With the improvements that AI has made in just the last year, it should be obvious to anyone that code written by an AI will at some point stop being "AI slop" and be better than the majority of coders are able to put out. Reduced to its basics, all code is just characters put into a sequence. Similar to chess or Go, both of which, it was claimed at one point or another, would be impossible for a computer to beat a human, until they did (chess 1997, go 2016), so computers will eventually produce better quality code than even a team of humans is capable of. A genuine question : If an AI can reliably write code better than most coders, do it quicker, and produce code that runs efficiently which has less, or at least no more, bugs than human written code, why on earth would a company not use an AI to write all their code for most purposes? And if they did, why is it important for that code to be 'elegant' or even human readable if the bug checking is also done by AI? (as seems to be the direction we are moving in)

ChiperSoft

This analogy has layers that OP probably doesn't recognize. The film industry loves cgi because none of the digital vfx houses are unionized and they can treat the artists like crap. It severely devalued a ton of skilled labor around miniature and set design. Now, after 20 years of hard swing into cgi, people are starting to recognize just how much better movies from the practical era looked, and there is a push back towards it. Project Hail Mary was predominantly practical effects, for example. Stop motion animation is coming back, and theres a push back into hand cell animation.

piker

> It is more ok to refuse to take dependencies now. It used to be the go-to solution to avoid writing anything moderately complex. As recently as this morning, I asked an LLM to write a Levenshtein distance function instead of adding a dependency to my project. The trap here is that LLMs love to YOLO out reinvented wheels and that leads to a lot of verbosity and untested complexity. Levenshtein distance is one thing, but I've seen an LLM try to hand roll an ORM which obviously will lead to buggier code and a context window bloated with irrelevant noise. Better, as always, to let the ORM maintainer leverage LLMs for the more local issue.

konart

>In 1993, Jurassic Park came out and revolutionized the use of CGI in films I thought Terminator 2 did this. At least around where I lived everyone talked about T2 and questioned how they did this or that. JP? Not really.

amluto

> Writing tests used to be a pain. This is no longer the case. It is ok to request unit tests/CI tests for each PR. These have never been more important since large refactors are becoming increasingly common. Human and LLM review may miss stuff but good tests should catch breakages. The default behavior is not necessarily good. You end up with tests that match the code, but you don’t necessarily end up with tests that test the behavior you care about.

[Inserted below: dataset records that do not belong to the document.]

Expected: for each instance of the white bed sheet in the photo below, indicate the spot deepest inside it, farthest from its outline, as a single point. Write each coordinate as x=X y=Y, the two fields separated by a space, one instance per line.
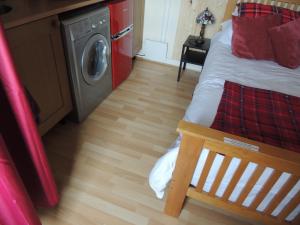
x=221 y=65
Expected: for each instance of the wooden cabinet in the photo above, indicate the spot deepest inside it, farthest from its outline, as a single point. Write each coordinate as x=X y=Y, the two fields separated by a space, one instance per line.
x=39 y=58
x=138 y=18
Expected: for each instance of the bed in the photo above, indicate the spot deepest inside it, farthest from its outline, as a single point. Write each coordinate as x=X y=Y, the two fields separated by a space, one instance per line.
x=252 y=179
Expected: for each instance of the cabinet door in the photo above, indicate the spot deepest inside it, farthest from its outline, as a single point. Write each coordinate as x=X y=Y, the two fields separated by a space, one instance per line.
x=39 y=58
x=138 y=18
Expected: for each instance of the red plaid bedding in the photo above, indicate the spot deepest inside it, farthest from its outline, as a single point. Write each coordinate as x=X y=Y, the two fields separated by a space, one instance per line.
x=257 y=9
x=260 y=115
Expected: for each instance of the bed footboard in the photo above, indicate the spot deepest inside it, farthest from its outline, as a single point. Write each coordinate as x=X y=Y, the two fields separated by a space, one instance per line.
x=196 y=137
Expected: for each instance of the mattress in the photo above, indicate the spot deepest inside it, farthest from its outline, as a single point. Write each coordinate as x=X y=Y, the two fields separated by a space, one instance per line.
x=221 y=65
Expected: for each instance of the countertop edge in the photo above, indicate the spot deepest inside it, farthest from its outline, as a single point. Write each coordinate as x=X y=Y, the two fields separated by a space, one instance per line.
x=37 y=16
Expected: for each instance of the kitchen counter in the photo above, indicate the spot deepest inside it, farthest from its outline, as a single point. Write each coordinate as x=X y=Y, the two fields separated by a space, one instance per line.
x=26 y=11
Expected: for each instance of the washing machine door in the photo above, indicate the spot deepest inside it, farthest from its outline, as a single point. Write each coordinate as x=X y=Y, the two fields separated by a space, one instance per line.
x=95 y=59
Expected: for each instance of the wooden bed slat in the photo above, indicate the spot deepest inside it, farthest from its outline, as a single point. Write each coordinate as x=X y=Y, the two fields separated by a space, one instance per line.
x=292 y=181
x=209 y=161
x=266 y=189
x=235 y=179
x=188 y=156
x=296 y=221
x=268 y=155
x=250 y=184
x=220 y=175
x=290 y=207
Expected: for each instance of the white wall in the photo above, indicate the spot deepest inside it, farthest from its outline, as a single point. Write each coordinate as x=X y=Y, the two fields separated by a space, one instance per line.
x=160 y=27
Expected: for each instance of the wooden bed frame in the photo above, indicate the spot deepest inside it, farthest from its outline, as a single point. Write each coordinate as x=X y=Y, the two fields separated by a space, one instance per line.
x=196 y=137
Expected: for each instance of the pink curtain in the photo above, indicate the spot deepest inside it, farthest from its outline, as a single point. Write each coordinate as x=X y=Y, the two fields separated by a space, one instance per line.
x=24 y=167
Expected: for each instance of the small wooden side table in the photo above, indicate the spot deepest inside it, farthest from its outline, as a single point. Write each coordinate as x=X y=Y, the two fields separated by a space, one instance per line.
x=193 y=53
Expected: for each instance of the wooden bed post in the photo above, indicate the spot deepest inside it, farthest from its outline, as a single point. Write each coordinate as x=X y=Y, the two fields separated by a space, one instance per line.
x=185 y=166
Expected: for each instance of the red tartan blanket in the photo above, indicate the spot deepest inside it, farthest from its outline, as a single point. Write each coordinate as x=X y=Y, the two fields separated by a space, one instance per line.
x=261 y=115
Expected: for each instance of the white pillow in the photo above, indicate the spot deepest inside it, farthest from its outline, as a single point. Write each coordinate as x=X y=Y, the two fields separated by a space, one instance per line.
x=226 y=33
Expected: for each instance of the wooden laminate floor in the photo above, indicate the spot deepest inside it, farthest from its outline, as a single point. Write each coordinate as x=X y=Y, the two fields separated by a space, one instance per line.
x=102 y=165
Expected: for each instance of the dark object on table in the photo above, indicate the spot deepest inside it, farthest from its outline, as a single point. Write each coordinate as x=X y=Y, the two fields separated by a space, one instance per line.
x=34 y=106
x=204 y=18
x=193 y=52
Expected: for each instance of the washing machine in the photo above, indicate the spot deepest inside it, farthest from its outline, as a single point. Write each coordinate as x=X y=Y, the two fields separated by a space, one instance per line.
x=86 y=35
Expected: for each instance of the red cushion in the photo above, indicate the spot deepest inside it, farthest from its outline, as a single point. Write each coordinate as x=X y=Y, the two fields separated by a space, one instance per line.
x=288 y=15
x=257 y=9
x=285 y=40
x=250 y=37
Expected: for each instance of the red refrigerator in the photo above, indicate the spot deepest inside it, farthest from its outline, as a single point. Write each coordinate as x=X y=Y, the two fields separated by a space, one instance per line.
x=121 y=26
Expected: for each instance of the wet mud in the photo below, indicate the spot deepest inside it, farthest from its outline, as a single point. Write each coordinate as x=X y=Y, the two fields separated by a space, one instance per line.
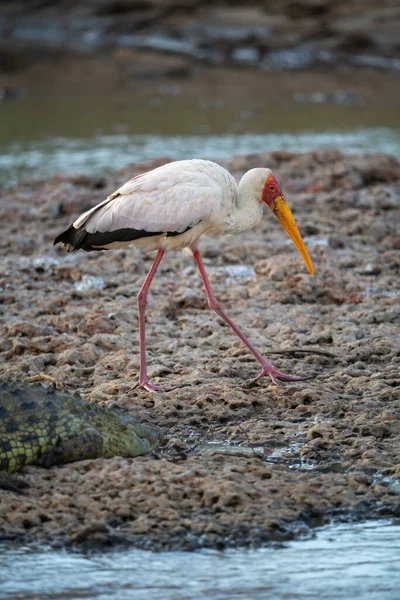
x=242 y=463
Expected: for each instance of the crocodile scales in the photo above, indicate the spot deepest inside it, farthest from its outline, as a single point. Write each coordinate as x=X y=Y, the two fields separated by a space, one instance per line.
x=46 y=428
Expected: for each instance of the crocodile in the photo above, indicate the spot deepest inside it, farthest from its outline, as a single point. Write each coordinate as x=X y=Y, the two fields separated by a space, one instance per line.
x=45 y=428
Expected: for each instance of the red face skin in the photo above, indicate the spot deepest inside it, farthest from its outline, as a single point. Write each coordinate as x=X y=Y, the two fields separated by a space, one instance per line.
x=271 y=191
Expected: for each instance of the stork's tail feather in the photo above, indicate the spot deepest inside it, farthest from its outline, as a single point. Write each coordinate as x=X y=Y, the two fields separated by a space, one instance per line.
x=71 y=238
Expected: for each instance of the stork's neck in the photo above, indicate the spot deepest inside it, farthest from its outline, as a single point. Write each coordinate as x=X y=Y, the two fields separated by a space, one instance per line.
x=247 y=211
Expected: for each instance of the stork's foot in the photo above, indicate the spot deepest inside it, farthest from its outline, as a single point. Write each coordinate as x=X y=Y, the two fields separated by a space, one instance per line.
x=151 y=387
x=277 y=376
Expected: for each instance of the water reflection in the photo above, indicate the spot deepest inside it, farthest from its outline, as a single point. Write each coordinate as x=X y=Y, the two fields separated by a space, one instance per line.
x=41 y=158
x=346 y=561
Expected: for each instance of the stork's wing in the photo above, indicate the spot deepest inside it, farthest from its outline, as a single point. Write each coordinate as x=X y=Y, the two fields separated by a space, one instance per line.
x=171 y=198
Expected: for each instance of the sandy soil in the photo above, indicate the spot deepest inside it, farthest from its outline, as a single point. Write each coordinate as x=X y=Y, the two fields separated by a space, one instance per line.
x=327 y=448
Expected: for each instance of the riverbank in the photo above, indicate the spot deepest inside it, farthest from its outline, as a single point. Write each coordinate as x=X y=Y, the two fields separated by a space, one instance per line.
x=323 y=448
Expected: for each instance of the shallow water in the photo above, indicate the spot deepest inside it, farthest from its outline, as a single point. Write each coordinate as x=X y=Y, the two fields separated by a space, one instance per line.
x=44 y=136
x=339 y=562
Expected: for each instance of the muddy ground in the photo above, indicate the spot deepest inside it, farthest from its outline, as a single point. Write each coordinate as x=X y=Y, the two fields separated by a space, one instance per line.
x=322 y=449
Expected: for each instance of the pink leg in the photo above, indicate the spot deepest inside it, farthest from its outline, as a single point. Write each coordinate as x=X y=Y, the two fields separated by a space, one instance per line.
x=141 y=300
x=267 y=368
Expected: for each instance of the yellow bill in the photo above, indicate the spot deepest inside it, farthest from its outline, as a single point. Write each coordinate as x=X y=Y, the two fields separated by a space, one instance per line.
x=281 y=209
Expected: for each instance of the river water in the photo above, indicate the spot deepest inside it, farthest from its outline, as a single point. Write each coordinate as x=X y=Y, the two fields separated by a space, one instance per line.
x=347 y=561
x=44 y=136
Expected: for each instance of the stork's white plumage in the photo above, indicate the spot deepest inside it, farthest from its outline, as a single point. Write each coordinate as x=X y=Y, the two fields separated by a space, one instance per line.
x=170 y=208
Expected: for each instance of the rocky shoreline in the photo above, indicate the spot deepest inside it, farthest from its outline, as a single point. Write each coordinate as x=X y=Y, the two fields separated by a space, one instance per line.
x=242 y=464
x=166 y=39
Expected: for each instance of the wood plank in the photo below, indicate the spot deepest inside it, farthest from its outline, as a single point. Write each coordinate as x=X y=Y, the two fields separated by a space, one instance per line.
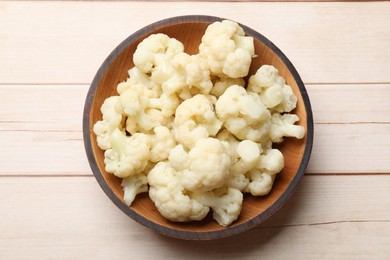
x=59 y=107
x=350 y=148
x=70 y=49
x=75 y=212
x=40 y=153
x=48 y=139
x=338 y=149
x=42 y=107
x=355 y=103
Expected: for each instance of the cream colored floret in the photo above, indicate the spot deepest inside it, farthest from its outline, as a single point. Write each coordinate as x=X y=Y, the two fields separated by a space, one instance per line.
x=272 y=89
x=162 y=142
x=227 y=50
x=195 y=119
x=133 y=185
x=205 y=167
x=127 y=155
x=225 y=203
x=222 y=83
x=169 y=195
x=242 y=114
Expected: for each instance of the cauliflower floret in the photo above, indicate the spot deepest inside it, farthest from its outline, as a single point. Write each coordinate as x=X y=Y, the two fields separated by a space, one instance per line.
x=191 y=77
x=166 y=103
x=283 y=125
x=163 y=142
x=169 y=195
x=226 y=49
x=263 y=175
x=272 y=89
x=112 y=119
x=133 y=185
x=143 y=113
x=206 y=166
x=128 y=155
x=134 y=104
x=153 y=55
x=243 y=115
x=222 y=83
x=225 y=203
x=195 y=119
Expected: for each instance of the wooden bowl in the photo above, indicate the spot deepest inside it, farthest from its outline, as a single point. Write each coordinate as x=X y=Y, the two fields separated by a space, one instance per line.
x=189 y=30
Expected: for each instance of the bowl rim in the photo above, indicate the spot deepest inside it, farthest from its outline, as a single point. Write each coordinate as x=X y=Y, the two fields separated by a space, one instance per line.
x=196 y=235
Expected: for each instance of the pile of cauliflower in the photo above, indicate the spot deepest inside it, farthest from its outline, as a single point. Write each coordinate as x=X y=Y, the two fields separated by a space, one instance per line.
x=190 y=131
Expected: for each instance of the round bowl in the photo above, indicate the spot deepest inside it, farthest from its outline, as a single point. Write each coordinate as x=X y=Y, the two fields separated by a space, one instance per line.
x=189 y=30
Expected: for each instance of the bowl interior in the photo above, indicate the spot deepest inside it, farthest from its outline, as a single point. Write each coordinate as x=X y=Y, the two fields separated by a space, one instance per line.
x=255 y=209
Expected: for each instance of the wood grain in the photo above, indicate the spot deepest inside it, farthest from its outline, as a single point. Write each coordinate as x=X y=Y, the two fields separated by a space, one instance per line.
x=189 y=31
x=50 y=50
x=337 y=149
x=353 y=104
x=70 y=49
x=326 y=217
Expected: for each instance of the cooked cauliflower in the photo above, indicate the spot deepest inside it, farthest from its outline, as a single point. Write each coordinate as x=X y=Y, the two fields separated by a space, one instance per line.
x=188 y=130
x=191 y=77
x=274 y=92
x=127 y=155
x=222 y=83
x=225 y=203
x=133 y=185
x=195 y=119
x=205 y=167
x=112 y=119
x=227 y=50
x=163 y=142
x=242 y=114
x=283 y=125
x=169 y=195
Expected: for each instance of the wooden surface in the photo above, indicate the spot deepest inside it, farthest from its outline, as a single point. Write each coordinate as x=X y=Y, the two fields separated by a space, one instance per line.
x=51 y=205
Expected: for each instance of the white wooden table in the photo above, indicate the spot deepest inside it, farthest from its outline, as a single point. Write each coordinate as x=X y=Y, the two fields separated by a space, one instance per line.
x=51 y=206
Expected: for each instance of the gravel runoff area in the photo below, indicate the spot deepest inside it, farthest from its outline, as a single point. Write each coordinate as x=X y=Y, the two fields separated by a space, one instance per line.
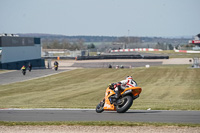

And then, if the LLM tries to decide whether the code is correct, it can conclude “it matches the test so it must be right” regardless of whether it’s actually right. TDD can help but is not a panacea.

gorgoiler

As much as I would like to “evolve”, I don’t want to buy an RTX5090, I don’t want to run a model trained on stolen IP, and I don’t want to pay a monthly subscription to a tech bro. I suspect that I’ll never work in this industry ever again!

unleaded

I don't get the part about having the AI write commit messages. Is it that hard writing them by hand? Looks 100x better plus saves potential embarrassment if the AI says something stupid. It seems very common though so maybe I'm missing something.

deterministic

The #1 rule when using AI (IMHO) is simple: don't outsource your thinking. Use AI to brainstorm, implement features, learn new things, improve your writing, or speed up repetitive work. Just make sure you keep thinking while doing so!